I’m trying to improve performance of LombScargle.jl
package. Functions used in two methods involves for-loops that can be computed in parallel, thus I thought it would have been a nice idea to use Threads.@threads
, however I experience a large performance degradation when I do so.

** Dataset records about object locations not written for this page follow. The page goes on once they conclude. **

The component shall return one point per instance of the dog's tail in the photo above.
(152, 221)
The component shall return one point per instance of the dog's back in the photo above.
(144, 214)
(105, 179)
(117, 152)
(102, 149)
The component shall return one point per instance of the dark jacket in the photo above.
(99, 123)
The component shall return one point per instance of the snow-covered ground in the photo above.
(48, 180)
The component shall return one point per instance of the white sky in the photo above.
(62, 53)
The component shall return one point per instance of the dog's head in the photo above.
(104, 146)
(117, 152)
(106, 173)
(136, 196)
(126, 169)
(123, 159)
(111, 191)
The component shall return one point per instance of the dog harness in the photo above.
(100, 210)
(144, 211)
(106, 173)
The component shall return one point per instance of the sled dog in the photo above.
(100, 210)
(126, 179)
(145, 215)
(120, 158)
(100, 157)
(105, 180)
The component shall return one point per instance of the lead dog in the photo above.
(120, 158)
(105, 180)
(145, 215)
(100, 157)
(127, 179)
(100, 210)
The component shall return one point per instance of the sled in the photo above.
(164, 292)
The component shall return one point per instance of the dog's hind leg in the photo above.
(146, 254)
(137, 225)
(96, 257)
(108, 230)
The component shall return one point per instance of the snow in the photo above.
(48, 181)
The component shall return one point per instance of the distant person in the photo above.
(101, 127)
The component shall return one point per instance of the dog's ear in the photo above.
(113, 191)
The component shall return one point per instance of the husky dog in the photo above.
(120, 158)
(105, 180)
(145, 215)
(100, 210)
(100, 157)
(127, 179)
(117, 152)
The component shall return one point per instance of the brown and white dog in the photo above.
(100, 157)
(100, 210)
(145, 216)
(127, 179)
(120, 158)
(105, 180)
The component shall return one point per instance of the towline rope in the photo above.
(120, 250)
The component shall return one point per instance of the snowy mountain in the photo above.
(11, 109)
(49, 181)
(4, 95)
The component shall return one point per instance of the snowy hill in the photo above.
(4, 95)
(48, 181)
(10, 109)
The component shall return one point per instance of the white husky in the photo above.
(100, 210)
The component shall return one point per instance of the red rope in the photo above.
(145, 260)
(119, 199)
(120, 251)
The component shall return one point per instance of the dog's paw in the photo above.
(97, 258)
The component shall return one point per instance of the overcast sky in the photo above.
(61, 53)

For example, without multi-threading (current master
):
julia> using LombScargle, BenchmarkTools
julia> t = collect(linspace(0.01, 10, 100)); s = sin.(t);
julia> @benchmark lombscargle(t, s, fast = false, fit_mean = false)
BenchmarkTools.Trial:
memory estimate: 13.36 kb
allocs estimate: 18
--------------
minimum time: 4.187 ms (0.00% GC)
median time: 4.192 ms (0.00% GC)
mean time: 4.205 ms (0.00% GC)
maximum time: 5.395 ms (0.00% GC)
--------------
samples: 1189
evals/sample: 1
time tolerance: 5.00%
memory tolerance: 1.00%
Add Threads.@threads
before for
in line
and repeat the same benchmark with just one thread:
julia> @benchmark lombscargle(t, s, fast = false, fit_mean = false)
BenchmarkTools.Trial:
memory estimate: 15.67 mb
allocs estimate: 1026273
--------------
minimum time: 21.778 ms (0.00% GC)
median time: 24.138 ms (7.90% GC)
mean time: 24.079 ms (5.88% GC)
maximum time: 32.270 ms (7.19% GC)
--------------
samples: 208
evals/sample: 1
time tolerance: 5.00%
memory tolerance: 1.00%
This is a pretty large slowdown. What’s most interesting is that if I move the code inside the loop to a function on its own and enable multi-threading, there is improvement when comparing to the latter case (this is done in current multi-threading
branch):
julia> @benchmark lombscargle(t, s, fast = false, fit_mean = false)
BenchmarkTools.Trial:
memory estimate: 91.66 kb
allocs estimate: 5023
--------------
minimum time: 4.504 ms (0.00% GC)
median time: 4.555 ms (0.00% GC)
mean time: 4.583 ms (0.17% GC)
maximum time: 6.786 ms (31.55% GC)
--------------
samples: 1091
evals/sample: 1
time tolerance: 5.00%
memory tolerance: 1.00%
This has the same performance of non-threaded code, using more threads speed-up calculations.
Why moving body of the for-loop to a function changes the result of benchmark?